Evicted from their non-union company-owned town, the strikers moved in with relatives or temporary tents provided by the United Mine Workers of American (UMWA). They were subjected to constant surveillance. Searchlights and machine guns were planted in nearby knolls. And their demands for equity were compromised when strikebreakers — mostly farmers from Sanpete and Emery County — sought quick profits in mining.

In 1921, Italian immigrant Vito Bonacci was a "scraper" in Sunnyside's coke ovens. During the strike he volunteered with his relative and local labor organizer, Frank Bonacci, to help unionize Carbon County. Later, he'd catch the attention of and marry a Sunnyside girl named Filomena Fazzio.

From the 1890s to the 1920s, Utah's coalfields attracted numbers of Italian laborers looking for full-time or seasonal work. Rosario Fazzio migrated from the Calabrian region in southern Italy.

"My father would work for four years, go home to his family in Decollatura, and then return, each time leaving my mother pregnant," Filomena said in interviews archived at University of Utah's Marriott Library.

"After three children, my mother said, 'I can't live like this anymore. If you're going to [America] without us, don't come back.' My father said he loved her too much to leave her behind."

One of nine siblings, Filomena was born in 1910 in Sunnyside, where Rosario worked in the coke ovens. Wanting to raise his children away from the mining camps, he bought a farm, ran a dairy and found employment in the nearby Kenilworth mines.

At 7, Filomena was "an outside" child. She planted gardens and cultivated fields with her mother.

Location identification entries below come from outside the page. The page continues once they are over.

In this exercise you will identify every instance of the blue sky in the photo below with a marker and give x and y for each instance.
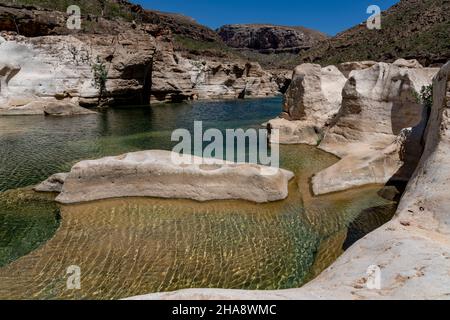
(329, 16)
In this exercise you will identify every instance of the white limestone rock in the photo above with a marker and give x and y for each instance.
(347, 67)
(413, 63)
(311, 102)
(154, 174)
(52, 184)
(412, 251)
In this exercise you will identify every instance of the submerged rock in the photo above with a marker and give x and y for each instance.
(363, 167)
(155, 174)
(52, 184)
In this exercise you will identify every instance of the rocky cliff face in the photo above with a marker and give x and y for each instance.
(49, 63)
(270, 38)
(176, 78)
(61, 68)
(412, 29)
(410, 253)
(378, 129)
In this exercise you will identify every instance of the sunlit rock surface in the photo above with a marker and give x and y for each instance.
(379, 103)
(412, 251)
(312, 100)
(155, 174)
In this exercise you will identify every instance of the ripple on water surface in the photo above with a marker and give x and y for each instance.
(128, 247)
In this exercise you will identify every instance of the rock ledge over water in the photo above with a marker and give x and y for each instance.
(155, 174)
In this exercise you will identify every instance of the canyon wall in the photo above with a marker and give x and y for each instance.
(369, 114)
(410, 254)
(111, 62)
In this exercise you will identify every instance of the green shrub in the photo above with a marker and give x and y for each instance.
(425, 97)
(100, 76)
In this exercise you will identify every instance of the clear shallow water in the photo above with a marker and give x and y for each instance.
(128, 247)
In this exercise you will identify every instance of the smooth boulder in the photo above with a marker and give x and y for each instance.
(52, 184)
(155, 174)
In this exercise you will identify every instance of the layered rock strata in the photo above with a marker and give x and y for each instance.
(312, 100)
(409, 255)
(156, 174)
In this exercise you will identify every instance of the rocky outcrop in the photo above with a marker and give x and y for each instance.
(312, 100)
(270, 38)
(155, 174)
(176, 78)
(140, 60)
(65, 109)
(61, 68)
(411, 252)
(378, 104)
(52, 184)
(347, 67)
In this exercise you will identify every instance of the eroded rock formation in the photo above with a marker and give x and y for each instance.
(270, 38)
(51, 63)
(60, 69)
(411, 252)
(311, 102)
(155, 174)
(378, 104)
(176, 78)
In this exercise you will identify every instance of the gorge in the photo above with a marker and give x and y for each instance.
(87, 177)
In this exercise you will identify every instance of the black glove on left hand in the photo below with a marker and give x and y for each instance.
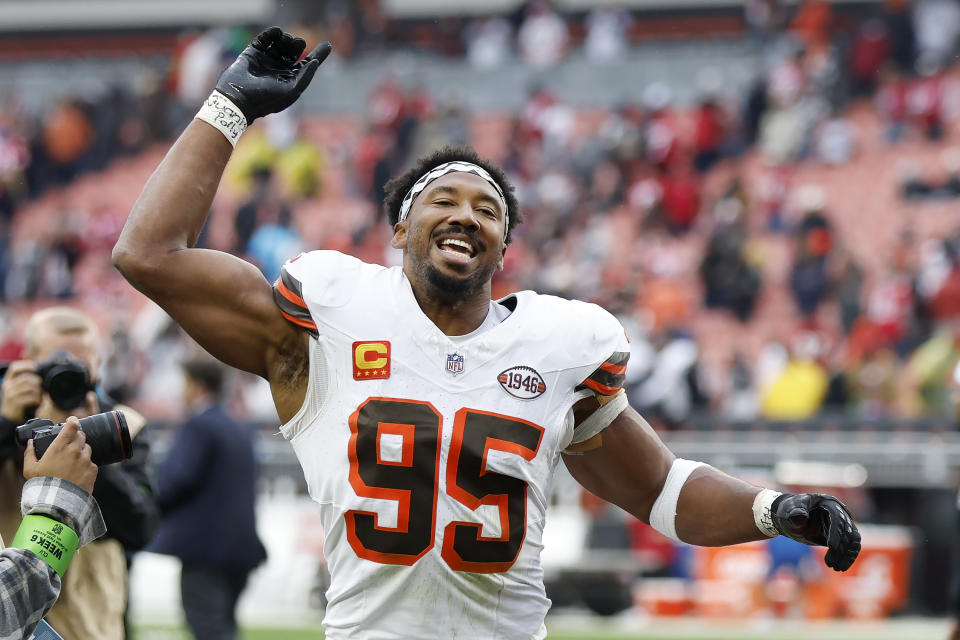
(818, 519)
(266, 77)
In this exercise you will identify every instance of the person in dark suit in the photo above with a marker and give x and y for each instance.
(205, 489)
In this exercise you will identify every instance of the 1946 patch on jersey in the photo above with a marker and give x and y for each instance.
(522, 382)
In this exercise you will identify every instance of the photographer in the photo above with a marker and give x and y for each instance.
(56, 498)
(94, 597)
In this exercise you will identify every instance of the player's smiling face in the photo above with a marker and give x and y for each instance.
(453, 236)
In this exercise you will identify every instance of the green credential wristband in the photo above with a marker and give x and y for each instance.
(54, 542)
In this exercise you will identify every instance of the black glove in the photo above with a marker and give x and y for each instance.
(266, 77)
(818, 519)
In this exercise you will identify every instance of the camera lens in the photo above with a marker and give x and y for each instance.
(67, 387)
(108, 437)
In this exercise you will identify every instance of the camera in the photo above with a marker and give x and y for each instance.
(66, 379)
(107, 434)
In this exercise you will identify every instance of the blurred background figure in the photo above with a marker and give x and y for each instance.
(205, 490)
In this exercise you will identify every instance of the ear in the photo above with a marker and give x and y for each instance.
(399, 240)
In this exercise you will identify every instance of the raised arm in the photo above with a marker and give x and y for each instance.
(222, 301)
(627, 464)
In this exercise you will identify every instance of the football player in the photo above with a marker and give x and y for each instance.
(429, 418)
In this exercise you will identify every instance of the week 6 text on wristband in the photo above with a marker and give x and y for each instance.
(225, 116)
(52, 541)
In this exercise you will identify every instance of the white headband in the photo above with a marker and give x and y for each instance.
(442, 170)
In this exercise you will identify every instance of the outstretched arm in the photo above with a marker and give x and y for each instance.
(631, 467)
(224, 302)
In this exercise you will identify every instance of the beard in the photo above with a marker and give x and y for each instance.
(452, 288)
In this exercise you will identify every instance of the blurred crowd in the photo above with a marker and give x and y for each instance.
(616, 216)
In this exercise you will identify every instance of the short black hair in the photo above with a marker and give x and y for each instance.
(209, 373)
(398, 188)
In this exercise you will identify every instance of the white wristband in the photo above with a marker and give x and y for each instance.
(220, 112)
(763, 514)
(663, 515)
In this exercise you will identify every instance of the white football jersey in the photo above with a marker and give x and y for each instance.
(432, 460)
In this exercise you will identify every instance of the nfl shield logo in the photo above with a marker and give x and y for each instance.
(454, 363)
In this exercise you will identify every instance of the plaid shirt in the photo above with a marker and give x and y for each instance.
(28, 585)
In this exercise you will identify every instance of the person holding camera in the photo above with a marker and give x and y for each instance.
(57, 380)
(60, 515)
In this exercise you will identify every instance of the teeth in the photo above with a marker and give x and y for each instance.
(459, 243)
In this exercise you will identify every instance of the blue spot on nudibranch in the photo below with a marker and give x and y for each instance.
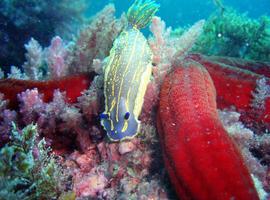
(103, 116)
(127, 115)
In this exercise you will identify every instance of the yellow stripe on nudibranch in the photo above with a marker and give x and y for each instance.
(127, 74)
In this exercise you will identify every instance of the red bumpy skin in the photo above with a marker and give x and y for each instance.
(72, 85)
(235, 81)
(201, 158)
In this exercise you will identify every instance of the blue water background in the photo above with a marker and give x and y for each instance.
(185, 12)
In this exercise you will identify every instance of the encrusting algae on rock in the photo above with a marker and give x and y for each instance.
(127, 74)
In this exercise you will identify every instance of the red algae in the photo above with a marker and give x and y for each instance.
(73, 86)
(202, 160)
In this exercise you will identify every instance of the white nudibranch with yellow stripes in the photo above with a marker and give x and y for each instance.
(127, 74)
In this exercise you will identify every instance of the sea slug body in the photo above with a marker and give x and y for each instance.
(202, 160)
(127, 75)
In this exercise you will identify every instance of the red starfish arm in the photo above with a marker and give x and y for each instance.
(201, 158)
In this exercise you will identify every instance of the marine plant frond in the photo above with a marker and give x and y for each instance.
(141, 12)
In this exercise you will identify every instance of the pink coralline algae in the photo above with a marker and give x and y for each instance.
(65, 102)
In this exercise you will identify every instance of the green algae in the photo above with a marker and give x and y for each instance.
(28, 170)
(235, 34)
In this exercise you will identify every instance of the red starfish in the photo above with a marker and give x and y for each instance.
(202, 160)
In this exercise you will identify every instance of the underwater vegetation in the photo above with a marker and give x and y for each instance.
(234, 34)
(28, 170)
(213, 115)
(41, 20)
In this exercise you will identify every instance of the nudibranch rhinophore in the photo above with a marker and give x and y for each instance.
(127, 74)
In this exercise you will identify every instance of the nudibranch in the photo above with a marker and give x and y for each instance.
(127, 74)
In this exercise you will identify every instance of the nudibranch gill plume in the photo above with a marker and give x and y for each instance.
(127, 74)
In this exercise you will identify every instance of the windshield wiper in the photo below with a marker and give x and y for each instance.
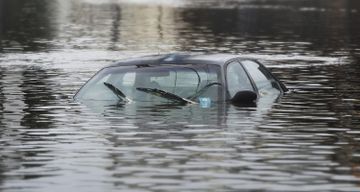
(117, 92)
(166, 95)
(201, 91)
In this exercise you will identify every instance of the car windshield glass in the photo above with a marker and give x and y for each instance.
(183, 81)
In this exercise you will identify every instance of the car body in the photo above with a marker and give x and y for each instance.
(183, 78)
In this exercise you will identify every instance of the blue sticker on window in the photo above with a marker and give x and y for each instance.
(205, 102)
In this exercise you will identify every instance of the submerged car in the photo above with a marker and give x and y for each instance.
(184, 79)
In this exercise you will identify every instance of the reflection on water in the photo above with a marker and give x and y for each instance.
(306, 141)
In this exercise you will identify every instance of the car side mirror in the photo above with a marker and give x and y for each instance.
(244, 97)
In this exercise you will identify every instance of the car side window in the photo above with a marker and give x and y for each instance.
(262, 78)
(237, 79)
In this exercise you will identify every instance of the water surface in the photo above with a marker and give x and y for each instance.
(306, 141)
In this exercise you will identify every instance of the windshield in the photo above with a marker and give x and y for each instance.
(153, 83)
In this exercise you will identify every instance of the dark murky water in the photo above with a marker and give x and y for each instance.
(307, 141)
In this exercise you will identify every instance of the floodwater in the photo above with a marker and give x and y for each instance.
(306, 141)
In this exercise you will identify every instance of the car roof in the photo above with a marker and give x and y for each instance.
(178, 58)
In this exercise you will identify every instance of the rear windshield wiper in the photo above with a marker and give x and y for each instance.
(117, 92)
(166, 95)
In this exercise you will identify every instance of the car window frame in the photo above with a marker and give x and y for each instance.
(266, 73)
(227, 93)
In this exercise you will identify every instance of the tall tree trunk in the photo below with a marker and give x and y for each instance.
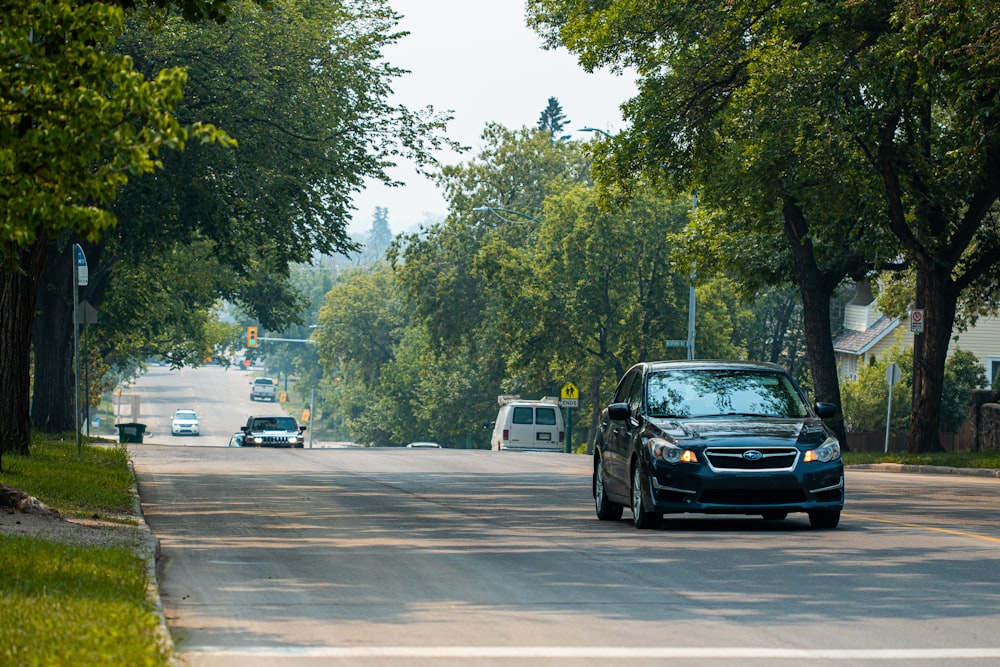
(18, 286)
(937, 294)
(53, 395)
(817, 291)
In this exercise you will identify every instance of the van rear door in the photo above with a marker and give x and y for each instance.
(535, 427)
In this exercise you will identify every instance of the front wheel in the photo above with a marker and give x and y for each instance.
(824, 519)
(640, 517)
(607, 510)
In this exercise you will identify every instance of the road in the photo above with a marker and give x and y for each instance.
(453, 557)
(221, 396)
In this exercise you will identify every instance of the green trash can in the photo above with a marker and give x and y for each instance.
(130, 433)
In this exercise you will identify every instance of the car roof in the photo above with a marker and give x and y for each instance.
(710, 364)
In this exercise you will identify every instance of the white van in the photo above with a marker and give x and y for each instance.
(529, 426)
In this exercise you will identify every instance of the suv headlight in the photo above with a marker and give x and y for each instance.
(663, 450)
(828, 451)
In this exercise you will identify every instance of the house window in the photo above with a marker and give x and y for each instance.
(992, 369)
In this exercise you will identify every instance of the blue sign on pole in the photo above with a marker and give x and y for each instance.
(82, 272)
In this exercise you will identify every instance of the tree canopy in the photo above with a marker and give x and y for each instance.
(869, 129)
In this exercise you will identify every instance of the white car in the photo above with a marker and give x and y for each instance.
(185, 422)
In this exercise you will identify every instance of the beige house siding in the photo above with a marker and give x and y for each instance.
(983, 340)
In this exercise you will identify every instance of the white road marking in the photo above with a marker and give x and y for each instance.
(580, 652)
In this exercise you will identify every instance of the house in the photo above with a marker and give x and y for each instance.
(869, 334)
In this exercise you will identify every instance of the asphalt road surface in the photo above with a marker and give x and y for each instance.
(390, 556)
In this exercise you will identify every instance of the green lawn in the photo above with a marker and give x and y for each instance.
(70, 604)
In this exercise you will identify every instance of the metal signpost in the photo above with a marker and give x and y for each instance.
(892, 377)
(81, 277)
(569, 398)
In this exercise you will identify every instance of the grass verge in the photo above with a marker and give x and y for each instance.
(946, 459)
(68, 604)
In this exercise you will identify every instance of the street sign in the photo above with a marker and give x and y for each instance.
(82, 272)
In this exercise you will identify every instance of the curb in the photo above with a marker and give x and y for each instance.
(149, 550)
(928, 470)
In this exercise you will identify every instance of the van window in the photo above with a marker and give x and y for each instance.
(545, 416)
(522, 415)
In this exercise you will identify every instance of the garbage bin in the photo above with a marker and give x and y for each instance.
(130, 433)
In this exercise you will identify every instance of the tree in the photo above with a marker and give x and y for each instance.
(831, 114)
(69, 138)
(553, 120)
(281, 197)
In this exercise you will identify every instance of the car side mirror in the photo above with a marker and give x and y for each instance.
(826, 410)
(619, 411)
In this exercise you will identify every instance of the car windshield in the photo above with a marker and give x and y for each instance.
(721, 392)
(275, 424)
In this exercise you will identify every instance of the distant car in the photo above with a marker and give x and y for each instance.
(715, 438)
(185, 422)
(263, 389)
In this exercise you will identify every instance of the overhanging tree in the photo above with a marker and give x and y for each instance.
(894, 102)
(70, 135)
(302, 87)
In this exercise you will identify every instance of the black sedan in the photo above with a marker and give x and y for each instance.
(715, 437)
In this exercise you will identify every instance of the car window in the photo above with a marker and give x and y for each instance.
(634, 396)
(545, 416)
(621, 393)
(715, 392)
(523, 415)
(286, 424)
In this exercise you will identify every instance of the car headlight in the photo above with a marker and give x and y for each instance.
(828, 451)
(663, 450)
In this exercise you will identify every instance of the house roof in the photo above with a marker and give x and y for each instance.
(859, 342)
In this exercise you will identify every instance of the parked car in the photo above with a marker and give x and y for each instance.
(273, 431)
(185, 422)
(715, 438)
(528, 426)
(263, 389)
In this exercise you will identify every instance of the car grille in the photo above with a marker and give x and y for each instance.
(275, 440)
(759, 458)
(753, 496)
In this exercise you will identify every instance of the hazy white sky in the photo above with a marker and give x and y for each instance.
(479, 60)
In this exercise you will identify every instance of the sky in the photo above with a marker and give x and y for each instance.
(478, 59)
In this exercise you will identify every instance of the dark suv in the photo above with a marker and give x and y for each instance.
(715, 437)
(277, 431)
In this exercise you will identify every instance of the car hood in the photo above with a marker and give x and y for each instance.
(745, 431)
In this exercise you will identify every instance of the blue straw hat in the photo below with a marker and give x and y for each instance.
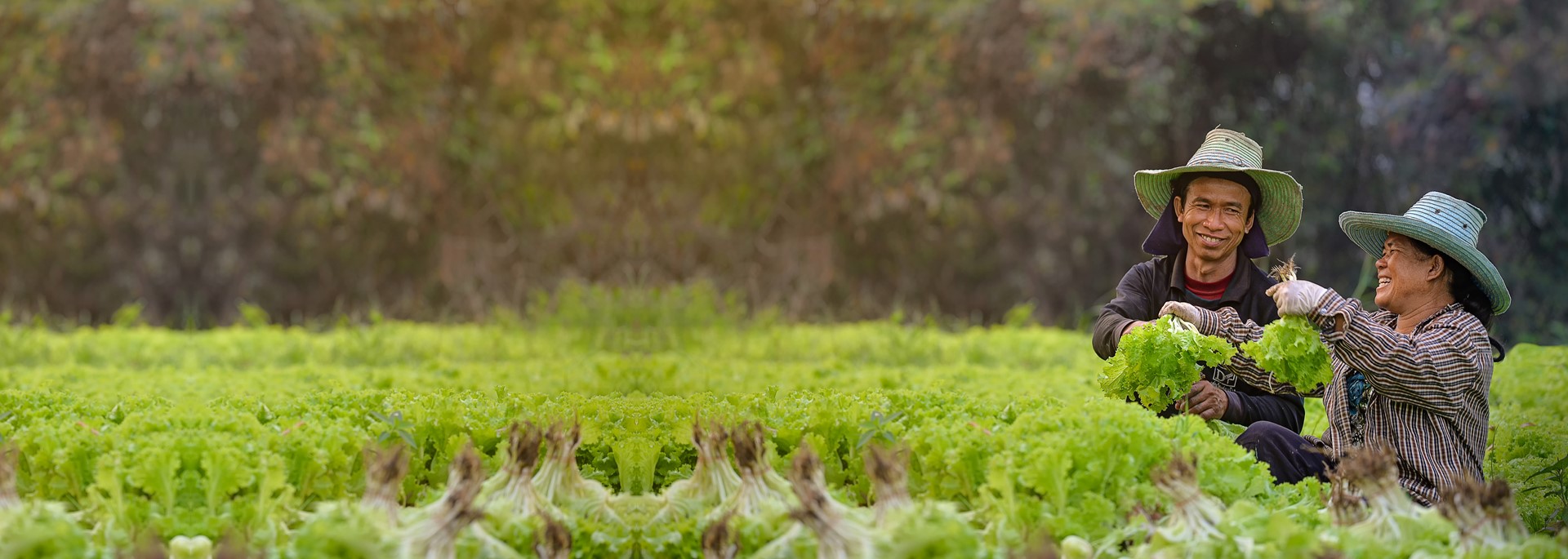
(1280, 211)
(1448, 224)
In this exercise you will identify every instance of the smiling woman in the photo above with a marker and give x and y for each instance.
(1413, 376)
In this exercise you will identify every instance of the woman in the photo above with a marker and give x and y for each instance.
(1411, 376)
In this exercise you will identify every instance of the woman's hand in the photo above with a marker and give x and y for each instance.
(1297, 296)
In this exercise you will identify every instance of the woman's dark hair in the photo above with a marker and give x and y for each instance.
(1462, 286)
(1183, 180)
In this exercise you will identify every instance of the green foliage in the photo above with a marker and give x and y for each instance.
(1294, 353)
(1159, 362)
(261, 433)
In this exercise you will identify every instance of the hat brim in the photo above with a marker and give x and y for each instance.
(1370, 231)
(1278, 215)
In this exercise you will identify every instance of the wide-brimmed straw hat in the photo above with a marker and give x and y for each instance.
(1223, 151)
(1448, 224)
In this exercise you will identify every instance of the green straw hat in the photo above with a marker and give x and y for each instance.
(1448, 224)
(1280, 211)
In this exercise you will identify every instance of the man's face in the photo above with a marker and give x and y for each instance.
(1214, 218)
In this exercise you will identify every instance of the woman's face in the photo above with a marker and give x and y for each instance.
(1405, 276)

"I'd help cut down four-acre wheat fields with a sickle," she said. "Mother would make a knot with the wheat itself and then tie it to make the bundles of grain. She sewed, canned, delivered babies, and was good in everything she did."

Filomena recalls the 1922 strike. "Uncle Frank and his brother moved down to our place with their tents," she said. "At night in the hills, searchlights kept a-going. The company saw everything that was going on, who was here and who wasn't here. I'd go to bed with fear, wondering if they were going to come out and get us, my dad — or my uncles. They didn't, but after my uncles moved, my dad couldn't get any work."

The strike lasted seven months. The out-of-work and struggling family relied on $9.00 weekly union funds, fortunate to have their farm.

"We'd fill up our small duggy [wagon] with vegetables to peddle in Helper and Kenilworth," Filimena said. "We sold every bit of it, I guess, because we were kids."

When the strike ended, the coal companies restored wages but rejected unions. Carrying the surname "Bonacci," Vito went from one mine to the next but couldn't get hired. He worked on a "traveling gang" for the Union Pacific and gardened for a mine supervisor. Only when the farmers returned to the land did Vito return to the mines. He cleaned two-story wooden tipples and ran a stove track. For fifteen years — until he became a mechanic at Kenilworth — he worked winters and got laid off during summers.

In early 1940, Vito couldn't move his arms or legs.

"He was swollen, in pain, and in bed," Filomena said. "Doctors thought he'd never walk. It was hard. But for four months, I'd put his arms around my neck, get him up, and drag him back and forth, every day, trying to work his legs."

Then, one morning, the vocal union man stood up on his own and went to work.

"I thought Vito was smart aleck when I first met him," Filomena said. "But I'm not sorry I married him."

She was a 16-year-old bride, and they celebrated 72 years together before her death in 1998.